Это были трагические часы, и главным действующим лицом этой трагедии был мой друг. Но его общество никогда не было мне в тягость, ибо, находясь рядом с ним, я ощущал его весомость. В нем чувствовалась тяжесть жизни. Мы зачастую восхищаемся чужой легкостью. Люди легкие, ничем не обремененные, которые не ходят, а парят, привлекают нас тем, что обычные тяготы и тяготения будто бы над ними не властны. Их беспечность мы принимаем за счастье. Билл к их числу не относился. Он всегда был глыбой, громадной, массивной, влекущей к себе, как магнит. И теперь меня тянуло к нему еще сильнее, чем раньше. Видя, как он мучится, я забыл о недоверии и зависти. Именно о зависти. Я никогда прежде не задумывался над этим, я бы ни за что не признался даже себе, но тут пришлось. Я всегда завидовал ему — мощному, упрямому, жадному до жизни Биллу, который знай себе делал, делал и делал, пока наконец не понимал, что сделал все как надо. Я завидовал ему из-за Люсиль. И из-за Вайолет. И из-за Марка, хотя бы потому, что его-то сын жив. Такова была горькая правда, но сейчас боль привнесла в его натуру неведомую ранее шаткость, и эта новая неустойчивость поставила между нами знак равенства.

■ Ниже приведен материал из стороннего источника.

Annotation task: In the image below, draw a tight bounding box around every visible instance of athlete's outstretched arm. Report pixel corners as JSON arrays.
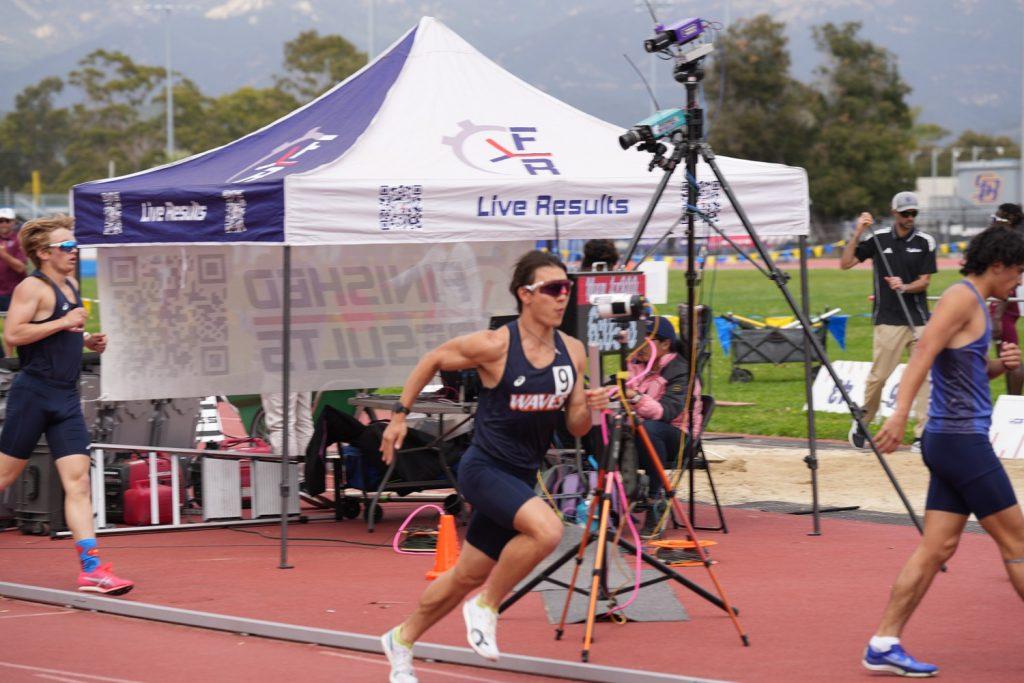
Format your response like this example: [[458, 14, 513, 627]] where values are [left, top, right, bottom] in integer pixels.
[[988, 342, 1021, 379], [3, 278, 89, 346], [874, 286, 978, 453], [562, 337, 608, 436], [381, 330, 509, 464]]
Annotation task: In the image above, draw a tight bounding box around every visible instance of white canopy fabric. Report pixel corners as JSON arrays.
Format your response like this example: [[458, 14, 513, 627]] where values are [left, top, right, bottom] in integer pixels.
[[74, 17, 809, 246], [73, 18, 808, 400]]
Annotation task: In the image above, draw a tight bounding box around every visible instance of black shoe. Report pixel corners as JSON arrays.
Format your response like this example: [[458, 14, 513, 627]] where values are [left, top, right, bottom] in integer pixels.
[[846, 420, 867, 449], [640, 501, 665, 541]]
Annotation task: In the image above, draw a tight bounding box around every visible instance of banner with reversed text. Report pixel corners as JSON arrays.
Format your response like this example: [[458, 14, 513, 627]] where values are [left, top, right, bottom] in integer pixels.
[[98, 242, 530, 400]]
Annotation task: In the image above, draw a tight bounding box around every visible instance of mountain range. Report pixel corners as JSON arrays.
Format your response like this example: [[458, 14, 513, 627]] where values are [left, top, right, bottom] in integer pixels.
[[0, 0, 1024, 138]]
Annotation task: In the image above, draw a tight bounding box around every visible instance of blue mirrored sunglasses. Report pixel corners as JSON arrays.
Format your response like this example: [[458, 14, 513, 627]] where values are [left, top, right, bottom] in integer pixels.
[[49, 240, 78, 254]]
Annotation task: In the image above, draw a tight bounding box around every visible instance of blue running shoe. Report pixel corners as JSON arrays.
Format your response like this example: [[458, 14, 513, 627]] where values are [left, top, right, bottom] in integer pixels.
[[863, 644, 939, 678]]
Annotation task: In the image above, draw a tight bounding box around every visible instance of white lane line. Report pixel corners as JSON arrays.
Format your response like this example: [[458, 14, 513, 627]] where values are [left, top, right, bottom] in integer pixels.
[[319, 650, 516, 683], [0, 609, 75, 618], [0, 661, 140, 683]]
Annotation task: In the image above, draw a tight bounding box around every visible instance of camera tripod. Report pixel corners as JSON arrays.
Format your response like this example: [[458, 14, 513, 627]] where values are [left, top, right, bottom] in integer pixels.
[[499, 408, 750, 661], [624, 50, 924, 535]]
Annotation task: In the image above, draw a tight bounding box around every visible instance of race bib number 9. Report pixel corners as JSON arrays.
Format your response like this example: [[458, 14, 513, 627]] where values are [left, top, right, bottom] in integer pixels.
[[551, 366, 572, 396]]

Однажды, где-то в начале марта, к нашим посиделкам в мастерской присоединилась Вайолет. Она притащила с собой кучу еды из тайского ресторанчика, которую мы уплели, сидя на полу, как три изголодавшихся бродяги. После этого мы всю ночь проговорили. Ну и пили, конечно. Вайолет доползла до матраса в углу, улеглась на спину и в такой позе продолжала с нами общаться. Через какое-то время нам всем нашлось местечко с ней рядом. Мы так и валялись — Вайолет посередине, мы с Биллом по краям, как трое умиротворенных пьянчуг, которые поддерживают бессвязную беседу. Где-то около часа ночи я понял, что если сейчас не пойду домой, то на следующий день просто не встану на работу, и засобирался. Вайолет притянула меня и Билла к себе.
— Пожалуйста, ну, еще хоть пять минут, а? — просила она. — Я уже не помню, когда мне было так хорошо. Какое же это счастье, чувствовать себя полной дурой, такой свободной и беспамятной.
Через полчаса мы закрыли за собой дверь мастерской. Мы так и шли по Канал-стрит: я и Билл по краям, Вайолет посередине, держа нас под руки. Она запела какую-то норвежскую песенку про скрипача и его скрипочку. Билл хриплым басом фальшиво подхватил припев. Я тоже вступил, пытаясь имитировать звучание непонятных слов, так что получалась тарабарщина. Вайолет запрокинула голову, и свет уличных огней падал ей на лицо. Сухой морозный воздух был свеж. Она крепко стиснула мой локоть, и я чувствовал ее чуть прыгающую походку. Прежде чем начать второй куплет, она глубоко вздохнула. Я все смотрел на нее и увидел, что она зажмурилась, словно пытаясь хоть на пару секунд отгородиться от всего остального, чтобы осталось только это безмерное счастье, которое звучало в наших голосах. Беспричинная радость переполняла нас троих в ту ночь. Но когда, попрощавшись с Биллом и Вайолет, я открыл дверь квартиры, то знал наверное, что к утру это чувство исчезнет без следа, ибо мимолетность была частью чуда.